La importancia de conciliar el sueño

Los adultos mayores son quienes más sufren los trastornos, por lo que es importante que trate de dormir entre 7 y 9 horas en la noche.
La importancia de conciliar el sueño
El insomnio se padece con mayor frecuencia en la edad adulta.
Foto: Esta imagen es una obra derivada de Amor y paz por Jaime Andrés Salazar, disponible bajo la licencia Licencia de Atribución "ShareAlike" No-Comercial en http://www.flickr.com/photos/anexo14 / 2286362549/

Los adultos mayores son quienes más sufren los trastornos del sueño. Insomnio, apneas y el síndrome de piernas inquietas son algunas de las complicaciones que pueden afectarlo e impedir que tenga un buen descanso y un mal día al despertarse.

Al no dormir bien, se sentirá cansado, irritado, con poca motivación para hacer esfuerzos y hasta con problemas en la memoria y la concentración. Para evitar esta situación, se recomienda dormir entre 7 y 9 horas todas las noches.

Al dormir, nuestro sueño pasa por dos etapas que suelen clasificarse como liviano y profundo. Es en esta segunda parte es cuando verdaderamente descansamos, ya que nuestro cuerpo se entrega por completo al sueño. En la edad adulta, la relación varía y se pasa más tiempo en la primera etapa. Por ello, es frecuente que se sufra de insomnio, un trastorno que ocasiona dificultad para dormirse y para permanecer dormido.

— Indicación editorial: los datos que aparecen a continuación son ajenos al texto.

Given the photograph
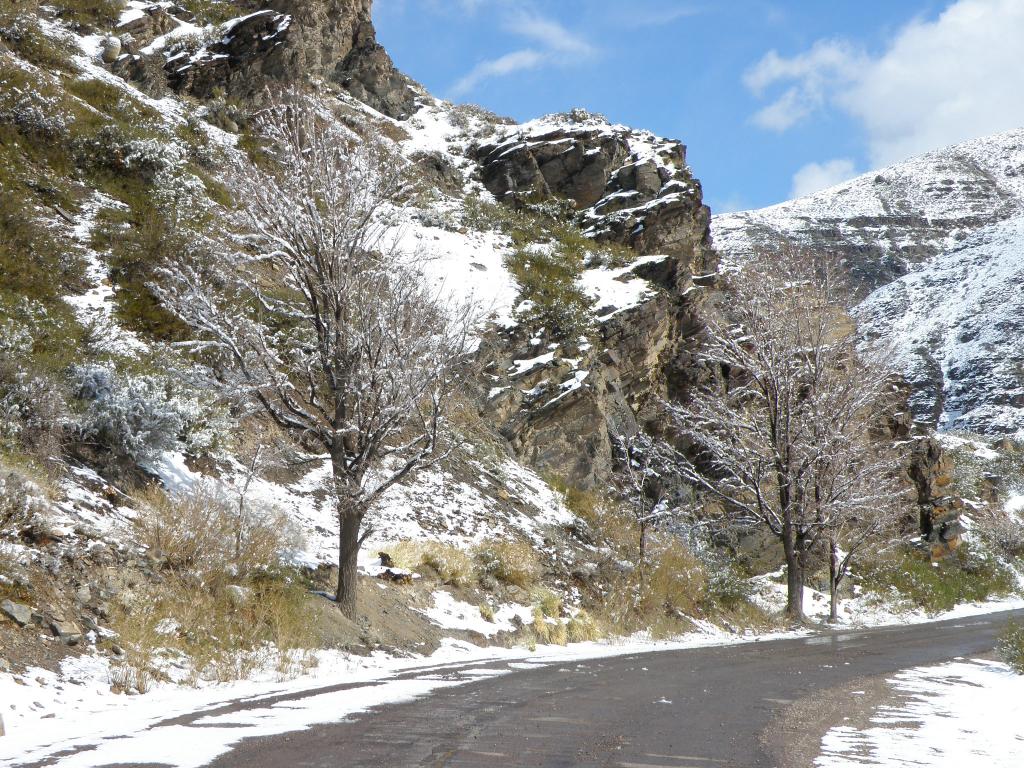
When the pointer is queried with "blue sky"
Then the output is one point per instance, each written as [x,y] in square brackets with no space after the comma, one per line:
[772,98]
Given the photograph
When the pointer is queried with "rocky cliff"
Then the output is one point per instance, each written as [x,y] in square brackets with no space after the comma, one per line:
[279,43]
[936,243]
[635,189]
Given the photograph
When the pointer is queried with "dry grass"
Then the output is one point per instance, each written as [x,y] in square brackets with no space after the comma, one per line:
[582,628]
[213,635]
[549,602]
[512,562]
[451,564]
[209,537]
[225,603]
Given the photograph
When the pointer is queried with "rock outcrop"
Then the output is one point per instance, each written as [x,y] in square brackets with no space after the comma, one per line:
[886,222]
[283,42]
[562,414]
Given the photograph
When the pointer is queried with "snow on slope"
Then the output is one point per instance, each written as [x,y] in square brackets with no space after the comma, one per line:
[957,715]
[891,219]
[956,329]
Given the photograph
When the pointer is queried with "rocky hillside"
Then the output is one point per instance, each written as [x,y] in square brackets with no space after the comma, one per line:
[956,327]
[937,240]
[587,243]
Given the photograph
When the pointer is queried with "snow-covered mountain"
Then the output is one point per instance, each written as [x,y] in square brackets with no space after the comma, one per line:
[888,221]
[956,328]
[939,240]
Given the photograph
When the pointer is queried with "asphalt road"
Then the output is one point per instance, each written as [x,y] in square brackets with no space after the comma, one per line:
[691,709]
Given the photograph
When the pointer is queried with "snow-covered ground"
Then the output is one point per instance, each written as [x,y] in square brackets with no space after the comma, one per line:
[966,714]
[46,714]
[865,609]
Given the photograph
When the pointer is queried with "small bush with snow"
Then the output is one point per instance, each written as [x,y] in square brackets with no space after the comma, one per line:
[1011,646]
[141,416]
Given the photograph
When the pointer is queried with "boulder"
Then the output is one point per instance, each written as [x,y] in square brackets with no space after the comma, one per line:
[68,632]
[110,49]
[17,612]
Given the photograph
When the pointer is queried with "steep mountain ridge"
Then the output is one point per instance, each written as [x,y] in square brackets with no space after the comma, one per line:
[888,221]
[937,244]
[956,328]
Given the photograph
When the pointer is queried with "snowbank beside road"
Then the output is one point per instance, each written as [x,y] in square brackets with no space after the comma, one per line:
[957,715]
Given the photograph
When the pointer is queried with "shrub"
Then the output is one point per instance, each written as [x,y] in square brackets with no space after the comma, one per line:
[140,416]
[542,630]
[204,536]
[1003,532]
[453,565]
[226,601]
[549,602]
[909,576]
[550,291]
[510,561]
[175,630]
[582,628]
[19,504]
[114,101]
[558,635]
[1011,646]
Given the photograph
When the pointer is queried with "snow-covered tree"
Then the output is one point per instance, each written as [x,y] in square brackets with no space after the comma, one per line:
[643,489]
[322,320]
[782,435]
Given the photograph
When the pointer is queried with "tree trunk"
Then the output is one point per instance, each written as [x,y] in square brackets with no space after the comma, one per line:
[833,584]
[794,576]
[348,552]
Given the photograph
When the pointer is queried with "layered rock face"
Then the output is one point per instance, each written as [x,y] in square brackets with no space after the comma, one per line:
[629,186]
[282,41]
[885,223]
[955,327]
[632,188]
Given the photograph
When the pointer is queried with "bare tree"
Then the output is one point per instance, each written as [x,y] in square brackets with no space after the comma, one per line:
[642,487]
[322,320]
[780,436]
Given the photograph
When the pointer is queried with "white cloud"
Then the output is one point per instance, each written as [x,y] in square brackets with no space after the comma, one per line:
[553,36]
[956,78]
[938,81]
[554,45]
[507,65]
[813,77]
[817,176]
[637,16]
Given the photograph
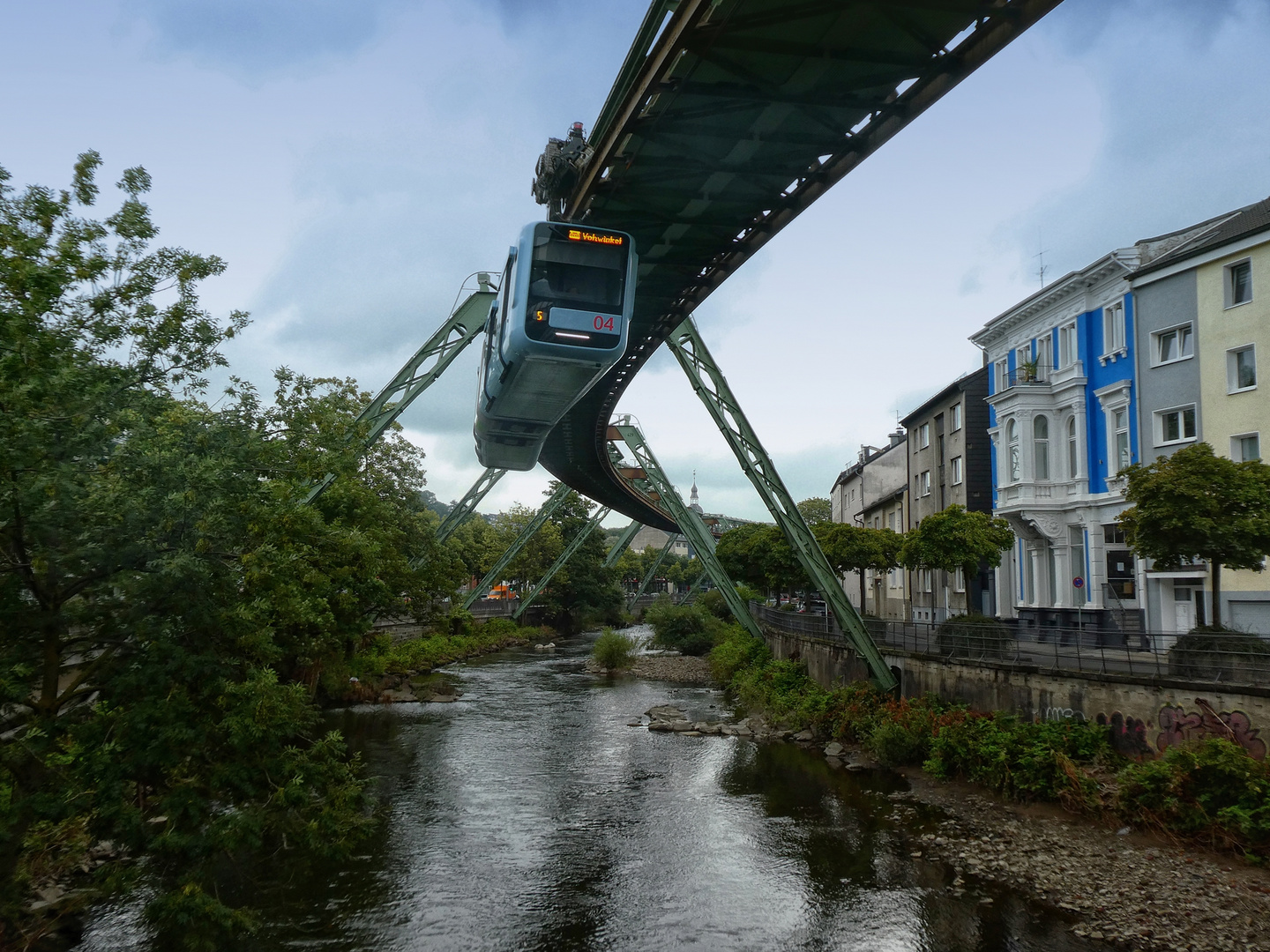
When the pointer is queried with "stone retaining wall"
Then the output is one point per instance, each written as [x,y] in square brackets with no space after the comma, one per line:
[1145,716]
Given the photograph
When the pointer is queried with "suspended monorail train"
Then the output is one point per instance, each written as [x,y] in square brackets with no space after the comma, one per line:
[559,323]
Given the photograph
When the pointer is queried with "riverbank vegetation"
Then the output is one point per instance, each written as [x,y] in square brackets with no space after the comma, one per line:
[1212,791]
[173,606]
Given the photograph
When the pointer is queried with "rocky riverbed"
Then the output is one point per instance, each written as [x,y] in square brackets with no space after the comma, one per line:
[1128,890]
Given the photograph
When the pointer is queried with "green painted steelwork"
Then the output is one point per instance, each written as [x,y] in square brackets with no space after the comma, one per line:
[526,600]
[689,522]
[536,524]
[657,564]
[725,122]
[467,504]
[422,371]
[712,386]
[623,541]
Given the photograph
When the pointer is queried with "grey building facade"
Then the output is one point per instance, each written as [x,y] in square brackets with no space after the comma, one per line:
[950,464]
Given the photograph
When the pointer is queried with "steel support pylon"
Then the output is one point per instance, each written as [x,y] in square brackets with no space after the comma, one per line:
[422,371]
[689,522]
[623,541]
[526,534]
[464,508]
[657,564]
[526,600]
[710,385]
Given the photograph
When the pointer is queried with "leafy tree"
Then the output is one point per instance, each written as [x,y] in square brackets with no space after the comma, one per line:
[169,599]
[859,548]
[1195,504]
[816,510]
[957,539]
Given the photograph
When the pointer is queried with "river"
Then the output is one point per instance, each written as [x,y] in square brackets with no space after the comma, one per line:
[527,815]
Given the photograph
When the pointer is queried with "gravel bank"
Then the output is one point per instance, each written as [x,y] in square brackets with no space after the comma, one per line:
[1131,891]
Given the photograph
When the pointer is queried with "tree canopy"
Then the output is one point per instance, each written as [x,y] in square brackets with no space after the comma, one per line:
[1195,504]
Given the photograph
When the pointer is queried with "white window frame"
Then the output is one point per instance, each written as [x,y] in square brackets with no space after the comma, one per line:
[1068,346]
[1229,283]
[1232,368]
[1113,329]
[1159,426]
[1157,339]
[1237,446]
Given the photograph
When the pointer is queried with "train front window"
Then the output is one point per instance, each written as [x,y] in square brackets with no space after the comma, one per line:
[583,277]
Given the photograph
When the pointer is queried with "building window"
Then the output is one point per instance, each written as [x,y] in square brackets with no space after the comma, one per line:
[1012,442]
[1238,283]
[1073,462]
[1123,455]
[1113,328]
[1041,447]
[1067,346]
[1175,344]
[1246,447]
[1175,426]
[1241,368]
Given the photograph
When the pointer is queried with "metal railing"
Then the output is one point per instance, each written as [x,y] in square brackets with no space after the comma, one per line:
[1209,659]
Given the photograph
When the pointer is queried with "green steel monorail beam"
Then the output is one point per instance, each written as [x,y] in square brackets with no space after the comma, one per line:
[422,371]
[513,550]
[689,522]
[469,502]
[657,564]
[710,385]
[623,541]
[560,562]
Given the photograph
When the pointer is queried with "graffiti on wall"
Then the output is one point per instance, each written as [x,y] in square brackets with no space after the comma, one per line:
[1131,736]
[1128,734]
[1177,726]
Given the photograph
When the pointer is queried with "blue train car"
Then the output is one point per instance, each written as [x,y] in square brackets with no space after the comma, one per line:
[560,320]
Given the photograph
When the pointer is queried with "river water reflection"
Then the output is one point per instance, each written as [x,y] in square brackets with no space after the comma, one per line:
[528,815]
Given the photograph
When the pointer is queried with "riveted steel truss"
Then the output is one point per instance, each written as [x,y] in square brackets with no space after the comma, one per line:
[623,541]
[689,522]
[504,560]
[657,564]
[710,385]
[422,371]
[467,504]
[526,600]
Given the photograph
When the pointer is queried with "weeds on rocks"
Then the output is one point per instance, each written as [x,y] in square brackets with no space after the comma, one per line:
[1212,790]
[614,651]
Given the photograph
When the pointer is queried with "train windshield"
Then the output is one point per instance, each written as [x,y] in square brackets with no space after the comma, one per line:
[587,271]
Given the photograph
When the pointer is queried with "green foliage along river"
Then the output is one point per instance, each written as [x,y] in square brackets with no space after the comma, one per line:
[528,815]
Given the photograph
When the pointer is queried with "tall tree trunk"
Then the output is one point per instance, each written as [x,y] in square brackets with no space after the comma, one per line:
[1217,593]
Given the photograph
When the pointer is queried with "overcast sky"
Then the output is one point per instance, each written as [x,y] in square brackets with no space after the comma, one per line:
[355,160]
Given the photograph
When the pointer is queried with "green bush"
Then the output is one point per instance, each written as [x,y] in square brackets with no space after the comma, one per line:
[1021,759]
[1211,790]
[738,649]
[893,744]
[1221,654]
[975,636]
[614,651]
[689,628]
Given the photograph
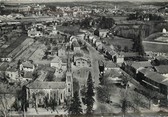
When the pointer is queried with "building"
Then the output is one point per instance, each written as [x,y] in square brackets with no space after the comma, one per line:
[12,74]
[119,59]
[82,62]
[162,69]
[103,33]
[27,66]
[62,52]
[108,65]
[76,46]
[34,33]
[56,62]
[112,76]
[59,63]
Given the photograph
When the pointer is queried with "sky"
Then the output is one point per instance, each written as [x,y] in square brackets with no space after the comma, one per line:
[20,1]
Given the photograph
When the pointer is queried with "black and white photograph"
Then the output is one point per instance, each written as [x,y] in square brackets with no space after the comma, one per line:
[83,58]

En los adultos mayores, la respiración se vuelve más pesada. Esto puede provocar que durante la noche se tengan apneas de sueño, que se producen por interrupciones en la respiración mientras se está durmiendo. Es difícil advertirlo uno mismo, pero sepa que si sus allegados le recriminan por sus fuertes ronquidos, es posible que usted esté sufriendo este trastorno. Algunos factores como sobrepeso u obstrucciones en las vías respiratorias también pueden desencadenarla.

El Síndrome de las Piernas Inquietas afecta principalmente a las personas mayores de 50 años. Si al recostarse y colocar las piernas en posición de descanso sufre un hormigueo que se alivia si mueve sus extremidades, está sufriendo SPI. Es una sensación suave pero continua que impide conciliar el sueño ya que, inconscientemente, lo influye a mover sus piernas y mantener el cerebro alerta.

Estar en la tercera edad no significa que deba soportar todo el día desganado y sin energías para realizar las actividades que más le gustan. Existen algunas medidas que lo ayudarán a conciliar más rápidamente el sueño y a descansar mejor, por ejemplo, regular el horario de descanso. Evitar trasnochar y acostarse siempre a la misma hora acostumbrará su cuerpo al momento de descanso y beneficiará su relajación.

Otra manera de avisarle a su cuerpo que es momento de descansar es establecer una actividad previa. Puede ser tomarse un té o leer un libro, pero es importante generar un hábito y que su cuerpo entienda las señales. Baje la luz en los momentos previos a acostarse y mantenga su dormitorio oscuro al dormir. Así no se levantará durante la noche y si lo hace, su cuerpo entenderá que debe continuar el descanso.